The issue can occur before the NIM container starts.
The pull fails with the message error from registry: Incorrect Repository Format.
To check whether your Docker daemon is using the containerd image store, run the following command.
docker info --format '{{json .DriverStatus}}'
If the output includes io.containerd.snapshotter.v1, and docker version reports Docker Engine 29.5.x, use one of the following workarounds.
Option 1: Use Docker Engine 29.4.3#
Use an earlier Docker Engine version, such as 29.4.3. Change the Docker Engine version, restart Docker, and then retry the pull.

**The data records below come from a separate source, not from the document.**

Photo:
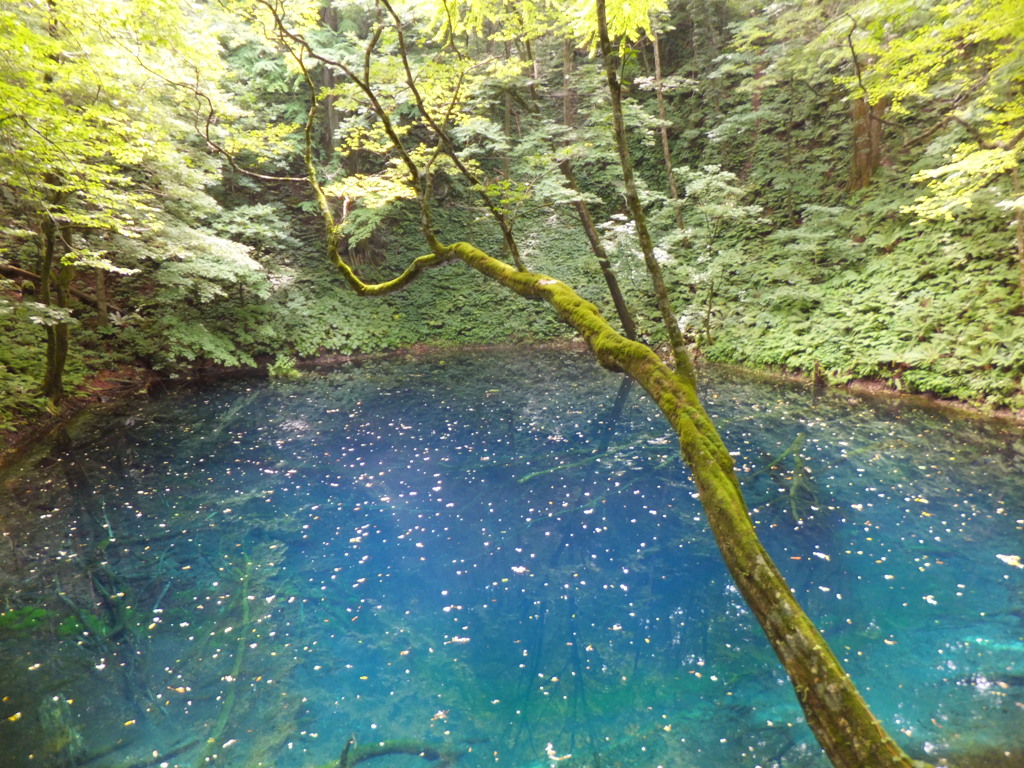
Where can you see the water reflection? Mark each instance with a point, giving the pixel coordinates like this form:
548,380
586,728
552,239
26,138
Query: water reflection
502,560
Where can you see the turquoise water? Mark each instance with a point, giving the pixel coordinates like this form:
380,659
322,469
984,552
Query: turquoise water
502,559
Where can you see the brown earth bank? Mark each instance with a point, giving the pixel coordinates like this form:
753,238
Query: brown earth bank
129,382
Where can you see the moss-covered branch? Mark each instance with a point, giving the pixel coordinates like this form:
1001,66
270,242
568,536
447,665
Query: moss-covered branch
841,720
352,755
850,734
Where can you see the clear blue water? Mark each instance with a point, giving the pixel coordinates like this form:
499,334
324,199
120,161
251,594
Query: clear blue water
500,554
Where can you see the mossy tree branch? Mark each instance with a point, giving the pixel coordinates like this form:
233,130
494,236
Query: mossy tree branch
837,713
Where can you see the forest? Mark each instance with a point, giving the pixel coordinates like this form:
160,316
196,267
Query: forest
827,189
832,189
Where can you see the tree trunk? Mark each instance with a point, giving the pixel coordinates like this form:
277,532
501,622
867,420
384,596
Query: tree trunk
55,278
102,313
866,141
684,367
329,79
835,710
622,308
666,147
1016,175
569,97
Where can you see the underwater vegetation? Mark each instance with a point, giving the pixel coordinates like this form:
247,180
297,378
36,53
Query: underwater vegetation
492,559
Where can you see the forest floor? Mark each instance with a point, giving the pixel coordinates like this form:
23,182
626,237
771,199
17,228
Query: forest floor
131,382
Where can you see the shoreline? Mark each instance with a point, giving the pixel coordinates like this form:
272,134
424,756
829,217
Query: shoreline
127,383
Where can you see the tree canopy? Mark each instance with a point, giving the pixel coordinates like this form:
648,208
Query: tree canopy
828,189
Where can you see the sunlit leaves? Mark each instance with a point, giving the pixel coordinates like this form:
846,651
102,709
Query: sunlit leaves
953,185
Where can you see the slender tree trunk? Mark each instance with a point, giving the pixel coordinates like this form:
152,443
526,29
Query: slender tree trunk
1020,226
866,141
329,79
102,308
663,116
594,238
55,279
684,366
569,99
835,710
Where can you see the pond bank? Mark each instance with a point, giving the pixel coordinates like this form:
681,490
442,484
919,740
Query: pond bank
129,382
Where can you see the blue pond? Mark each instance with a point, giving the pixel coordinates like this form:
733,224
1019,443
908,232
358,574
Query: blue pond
500,557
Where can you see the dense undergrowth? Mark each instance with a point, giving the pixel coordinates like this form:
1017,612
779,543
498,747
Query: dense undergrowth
780,263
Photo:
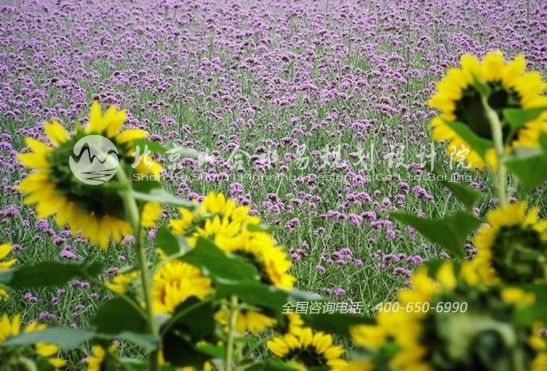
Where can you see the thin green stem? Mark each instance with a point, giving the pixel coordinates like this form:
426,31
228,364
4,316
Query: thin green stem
133,215
234,311
497,136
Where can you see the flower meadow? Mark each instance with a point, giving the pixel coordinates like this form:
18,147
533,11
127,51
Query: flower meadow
308,185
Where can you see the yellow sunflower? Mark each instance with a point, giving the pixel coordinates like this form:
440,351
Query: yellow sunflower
512,246
11,327
5,249
94,210
235,231
229,227
400,327
175,282
308,349
458,99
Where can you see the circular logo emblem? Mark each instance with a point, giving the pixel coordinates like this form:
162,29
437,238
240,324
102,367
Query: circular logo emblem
94,160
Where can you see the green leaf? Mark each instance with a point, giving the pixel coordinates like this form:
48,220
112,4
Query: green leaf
467,196
518,117
536,311
219,265
338,323
161,196
450,233
117,316
66,338
296,295
215,351
529,167
273,364
146,341
478,144
196,325
149,145
47,274
169,243
254,293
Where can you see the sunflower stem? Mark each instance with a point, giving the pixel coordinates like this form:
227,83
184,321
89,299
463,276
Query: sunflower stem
497,136
133,214
234,311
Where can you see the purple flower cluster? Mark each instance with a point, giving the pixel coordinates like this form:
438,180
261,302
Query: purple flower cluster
296,109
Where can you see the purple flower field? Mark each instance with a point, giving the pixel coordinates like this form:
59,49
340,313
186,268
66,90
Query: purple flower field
314,113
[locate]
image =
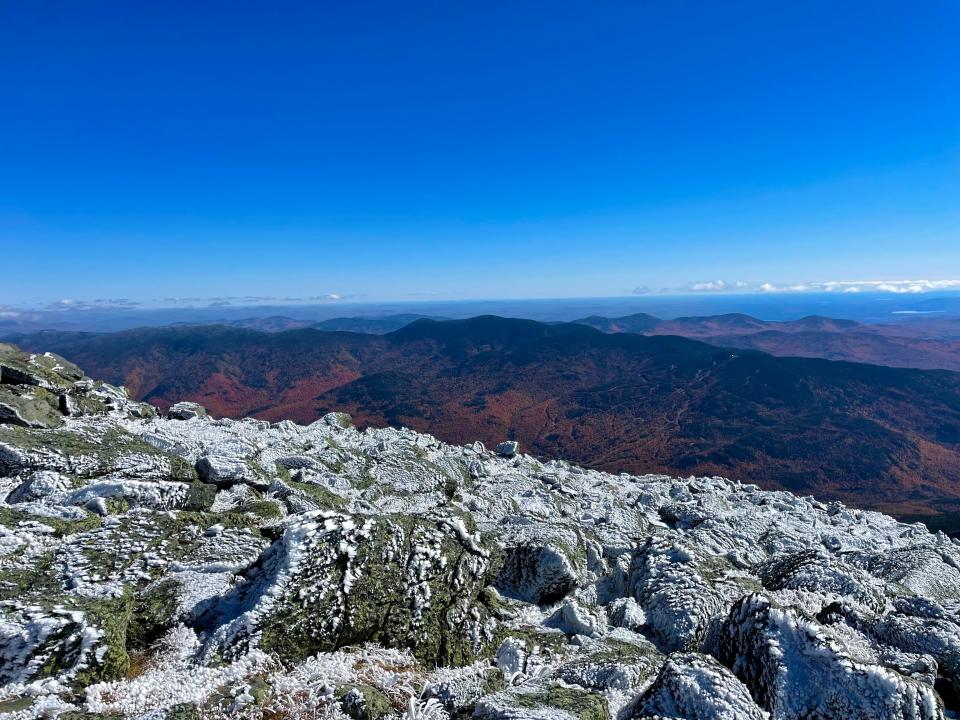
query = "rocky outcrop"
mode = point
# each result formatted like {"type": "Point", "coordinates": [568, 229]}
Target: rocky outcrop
{"type": "Point", "coordinates": [151, 565]}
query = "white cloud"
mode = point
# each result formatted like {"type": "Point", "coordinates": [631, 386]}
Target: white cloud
{"type": "Point", "coordinates": [710, 286]}
{"type": "Point", "coordinates": [846, 286]}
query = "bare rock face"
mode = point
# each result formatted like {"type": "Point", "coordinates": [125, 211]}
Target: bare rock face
{"type": "Point", "coordinates": [169, 567]}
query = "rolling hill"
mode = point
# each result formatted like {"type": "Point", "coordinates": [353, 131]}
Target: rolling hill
{"type": "Point", "coordinates": [879, 437]}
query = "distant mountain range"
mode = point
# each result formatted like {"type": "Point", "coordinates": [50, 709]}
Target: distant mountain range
{"type": "Point", "coordinates": [928, 343]}
{"type": "Point", "coordinates": [879, 437]}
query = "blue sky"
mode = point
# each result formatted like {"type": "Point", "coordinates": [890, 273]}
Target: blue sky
{"type": "Point", "coordinates": [475, 150]}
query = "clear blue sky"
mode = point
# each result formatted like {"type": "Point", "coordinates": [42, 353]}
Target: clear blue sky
{"type": "Point", "coordinates": [486, 149]}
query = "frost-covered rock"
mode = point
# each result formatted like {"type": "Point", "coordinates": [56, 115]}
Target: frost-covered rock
{"type": "Point", "coordinates": [186, 411]}
{"type": "Point", "coordinates": [508, 448]}
{"type": "Point", "coordinates": [696, 687]}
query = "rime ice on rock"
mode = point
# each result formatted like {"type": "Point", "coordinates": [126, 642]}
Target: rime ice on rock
{"type": "Point", "coordinates": [158, 567]}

Option 2: Pull by exact manifest digest#
On linux/amd64 systems, you can keep Docker Engine 29.5.x and pull the current image by the exact linux/amd64 manifest digest.
The following commands use jq to extract the linux/amd64 manifest digest for nvcr.io/nim/nvidia/llama-nemotron-embed-vl-1b-v2:2.0.0.
Do not use the top-level image-index digest.
Run the following commands to pull by digest and tag the image locally.
AMD64_DIGEST=$(docker buildx imagetools inspect nvcr.io/nim/nvidia/llama-nemotron-embed-vl-1b-v2:2.0.0 --format '{{json .}}' \
| jq -r '.manifest.manifests[] | select(.platform.os == "linux" and .platform.architecture == "amd64") | .digest')
docker pull nvcr.io/nim/nvidia/llama-nemotron-embed-vl-1b-v2@${AMD64_DIGEST}
docker tag nvcr.io/nim/nvidia/llama-nemotron-embed-vl-1b-v2@${AMD64_DIGEST} nvcr.io/nim/nvidia/llama-nemotron-embed-vl-1b-v2:2.0.0
NIM fails to start with out-of-memory error#
If you attempt to start a NIM, in some cases it fails to start with an out-of-memory error.
NIMs pre-allocate memory in accordance with the maximum input size that may be operated on. Model instances are a multiplier on VRAM requirements, and different NIMs require widely different amounts of VRAM.
To resolve this issue, use one of the following options:
When you run a NIM on a small VRAM card, adjust the
NIM_MAX_BATCH_SIZEandNIM_MAX_SEQ_LENGTHenvironment variables.On GPUs without enough VRAM for multiple model instances, run only a single instance of the embedder.